Presented by Prof Mariana Brandao (Institut Jules Bordet) and Prof Johan Vansteenkiste (University Hospitals Leuven)
In this first episode, Prof Mariana Brandao and Prof Johan Vansteenkiste engage in a discourse on the notable IMpower010 trial concerning adjuvant immunotherapy utilizing atezolizumab in patients with NSCLC.
Immunotherapy has profoundly transformed the management of metastatic and resectable lung cancer, with recent investigations conducted in the adjuvant, neo-adjuvant, and peri-operative settings. These trials uniformly employ either DFS or OS as (co)primary endpoints. It is noteworthy that approximately half of the patients achieve a cure through surgery alone. Consequently, the experts emphasize the careful consideration of the most significant endpoint. While PFS serves as a valuable parameter in clinical trials, the ultimate goal is OS. The significance of the IMpower010 trial lies in being the first adjuvant study to furnish OS data.
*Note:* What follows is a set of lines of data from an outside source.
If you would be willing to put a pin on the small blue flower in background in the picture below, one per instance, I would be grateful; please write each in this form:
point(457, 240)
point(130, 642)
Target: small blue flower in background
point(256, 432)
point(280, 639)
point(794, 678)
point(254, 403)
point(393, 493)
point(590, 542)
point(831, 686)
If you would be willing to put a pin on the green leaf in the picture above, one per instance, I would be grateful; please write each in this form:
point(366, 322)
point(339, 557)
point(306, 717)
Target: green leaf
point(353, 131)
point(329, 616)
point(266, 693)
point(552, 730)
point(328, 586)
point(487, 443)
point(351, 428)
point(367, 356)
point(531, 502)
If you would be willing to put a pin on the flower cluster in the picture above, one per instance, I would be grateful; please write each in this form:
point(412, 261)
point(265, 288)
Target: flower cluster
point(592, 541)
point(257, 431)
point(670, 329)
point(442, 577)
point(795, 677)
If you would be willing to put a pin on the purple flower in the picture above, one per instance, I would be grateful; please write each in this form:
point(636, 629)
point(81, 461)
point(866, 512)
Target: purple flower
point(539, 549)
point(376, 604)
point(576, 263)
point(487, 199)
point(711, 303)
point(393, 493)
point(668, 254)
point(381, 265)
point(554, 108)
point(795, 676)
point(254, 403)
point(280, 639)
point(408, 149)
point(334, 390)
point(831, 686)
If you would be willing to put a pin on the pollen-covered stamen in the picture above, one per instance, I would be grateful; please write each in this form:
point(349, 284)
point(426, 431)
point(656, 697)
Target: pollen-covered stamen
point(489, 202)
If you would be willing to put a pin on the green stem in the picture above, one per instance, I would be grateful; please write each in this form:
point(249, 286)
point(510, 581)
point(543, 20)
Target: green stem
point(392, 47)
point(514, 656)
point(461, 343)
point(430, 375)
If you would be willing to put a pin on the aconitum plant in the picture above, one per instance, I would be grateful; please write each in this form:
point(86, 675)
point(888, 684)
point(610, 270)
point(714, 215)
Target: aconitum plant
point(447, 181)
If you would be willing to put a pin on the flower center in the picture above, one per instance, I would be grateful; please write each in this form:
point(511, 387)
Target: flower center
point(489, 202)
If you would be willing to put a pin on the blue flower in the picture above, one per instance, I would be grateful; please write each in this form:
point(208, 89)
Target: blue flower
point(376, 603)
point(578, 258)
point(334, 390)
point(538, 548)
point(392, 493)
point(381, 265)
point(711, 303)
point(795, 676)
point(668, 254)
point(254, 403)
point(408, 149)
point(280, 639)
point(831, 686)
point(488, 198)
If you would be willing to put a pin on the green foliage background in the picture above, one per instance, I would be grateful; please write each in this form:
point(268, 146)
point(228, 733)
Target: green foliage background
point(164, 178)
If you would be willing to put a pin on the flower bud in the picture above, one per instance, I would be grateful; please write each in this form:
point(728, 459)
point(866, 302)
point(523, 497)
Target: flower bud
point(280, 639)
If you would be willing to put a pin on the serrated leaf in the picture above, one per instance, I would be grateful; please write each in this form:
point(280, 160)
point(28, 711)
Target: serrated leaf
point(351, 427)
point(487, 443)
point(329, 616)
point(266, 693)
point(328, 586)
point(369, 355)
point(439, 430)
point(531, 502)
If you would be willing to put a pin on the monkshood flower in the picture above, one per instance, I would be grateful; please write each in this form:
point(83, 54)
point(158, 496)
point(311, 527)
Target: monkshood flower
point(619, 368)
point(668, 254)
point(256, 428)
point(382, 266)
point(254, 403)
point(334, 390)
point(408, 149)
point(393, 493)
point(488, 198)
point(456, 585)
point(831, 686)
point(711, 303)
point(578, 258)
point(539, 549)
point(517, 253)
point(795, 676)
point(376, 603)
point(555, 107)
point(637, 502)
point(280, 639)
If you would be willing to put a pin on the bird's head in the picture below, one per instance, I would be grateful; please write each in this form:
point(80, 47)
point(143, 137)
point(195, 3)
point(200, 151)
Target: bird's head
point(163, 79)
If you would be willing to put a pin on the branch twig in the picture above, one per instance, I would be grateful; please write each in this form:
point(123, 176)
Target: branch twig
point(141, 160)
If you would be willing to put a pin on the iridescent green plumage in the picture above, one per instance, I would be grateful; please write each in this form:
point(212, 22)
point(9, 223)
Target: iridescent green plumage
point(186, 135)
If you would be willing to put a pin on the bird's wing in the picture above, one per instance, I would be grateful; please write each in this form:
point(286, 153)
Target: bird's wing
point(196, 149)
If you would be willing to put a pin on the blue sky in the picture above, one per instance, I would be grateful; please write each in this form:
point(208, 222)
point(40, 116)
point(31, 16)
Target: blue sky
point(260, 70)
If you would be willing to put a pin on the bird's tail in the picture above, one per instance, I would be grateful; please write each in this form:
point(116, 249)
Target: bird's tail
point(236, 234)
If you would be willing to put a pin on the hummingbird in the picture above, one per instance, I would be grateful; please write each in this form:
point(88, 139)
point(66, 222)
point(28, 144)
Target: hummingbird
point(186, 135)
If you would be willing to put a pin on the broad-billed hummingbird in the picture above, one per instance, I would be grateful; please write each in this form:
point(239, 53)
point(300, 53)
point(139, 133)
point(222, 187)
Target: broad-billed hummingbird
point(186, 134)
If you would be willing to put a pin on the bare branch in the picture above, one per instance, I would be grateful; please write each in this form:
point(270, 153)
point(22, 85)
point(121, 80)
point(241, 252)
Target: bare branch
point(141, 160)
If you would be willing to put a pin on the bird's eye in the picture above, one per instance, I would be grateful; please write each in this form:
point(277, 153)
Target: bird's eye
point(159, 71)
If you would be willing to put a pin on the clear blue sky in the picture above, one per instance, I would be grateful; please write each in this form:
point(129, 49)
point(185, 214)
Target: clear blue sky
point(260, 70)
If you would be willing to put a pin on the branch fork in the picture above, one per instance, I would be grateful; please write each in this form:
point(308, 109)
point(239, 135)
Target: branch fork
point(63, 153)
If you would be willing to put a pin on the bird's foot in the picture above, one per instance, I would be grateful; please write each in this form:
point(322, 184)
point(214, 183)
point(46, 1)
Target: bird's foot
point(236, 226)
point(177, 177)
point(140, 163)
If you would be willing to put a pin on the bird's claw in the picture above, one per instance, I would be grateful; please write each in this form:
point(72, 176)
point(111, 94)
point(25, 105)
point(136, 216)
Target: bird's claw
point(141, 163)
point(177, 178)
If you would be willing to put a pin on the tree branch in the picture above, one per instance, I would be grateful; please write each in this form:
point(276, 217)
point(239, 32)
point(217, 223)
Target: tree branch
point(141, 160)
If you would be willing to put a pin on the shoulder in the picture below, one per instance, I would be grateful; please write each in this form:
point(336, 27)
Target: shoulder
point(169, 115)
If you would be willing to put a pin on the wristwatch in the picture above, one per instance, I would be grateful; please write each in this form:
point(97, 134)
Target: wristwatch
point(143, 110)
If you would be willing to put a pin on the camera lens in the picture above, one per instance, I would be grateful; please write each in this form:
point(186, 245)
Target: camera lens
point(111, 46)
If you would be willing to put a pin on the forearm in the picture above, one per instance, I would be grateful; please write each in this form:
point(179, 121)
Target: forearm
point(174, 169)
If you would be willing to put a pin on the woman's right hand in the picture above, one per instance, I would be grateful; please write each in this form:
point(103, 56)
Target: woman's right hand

The initial interim analysis revealed a significantly improved HR for DFS in stage II-IIIA, particularly among patients with a high (>50%) PD-L1 expression, leading to EMEA registration for this patient subgroup. The presented interim data endorse the use of adjuvant atezolizumab for one year in patients with completely resected NSCLC and high (>50%) PD-L1 values. Unlike most recent trials excluding patients with EGFR/ALK alterations, the IMpower-010 study included such cases. Consequently, results were analyzed after excluding patients with EGFR mutations or ALK rearrangements, fortunately yielding similar outcomes to EGFR/ALK-negative patients. While the data are interim, they suggest alternative treatment avenues for these patients in the adjuvant setting.
The incorporation of atezolizumab not only extends treatment duration but also introduces additional toxicity to the already comprehensive treatment regimen of surgery and chemotherapy. Experts concur on the necessity to consider the toxicity profile, yet immunotherapy is generally well-tolerated, with manageable side effects. Particularly in patients with high (>50%) PD-L1 expression, where the treatment HR is 0.43, indicating a favourable risk/benefit ratio. As the utilization of atezolizumab transitions from metastatic to early setting, this consideration becomes crucial in guiding decision-making. Nonetheless, in practice, patients often opt for this supplementary treatment when it is proposed.
When contrasting these findings with the observation that pembrolizumab, as an adjuvant drug, confers benefits irrespective of PD-L1 status, the criteria guiding the choice between treatments for high (>50%) PD-L1 patients merit consideration. Disparities in treatment protocols between the two trials, where pembrolizumab is compared to placebo and atezolizumab is compared to best supportive care, including chemotherapy, could potentially explain differences in results. Currently, only atezolizumab has demonstrated an OS benefit. Given that OS should be the decisive parameter and atezolizumab is reimbursed in Belgium, experts concur that it should be the preferred choice while awaiting further results and follow-up data from the trials.
References:
Felip E et al. (2023) Overall survival with adjuvant atezolizumab after chemotherapy in resected stage II-IIIA non-small-cell lung cancer (IMpower010): a randomised, multicentre, open-label, phase III trial. Annals of Oncology 34 (suppl_10): P907-919.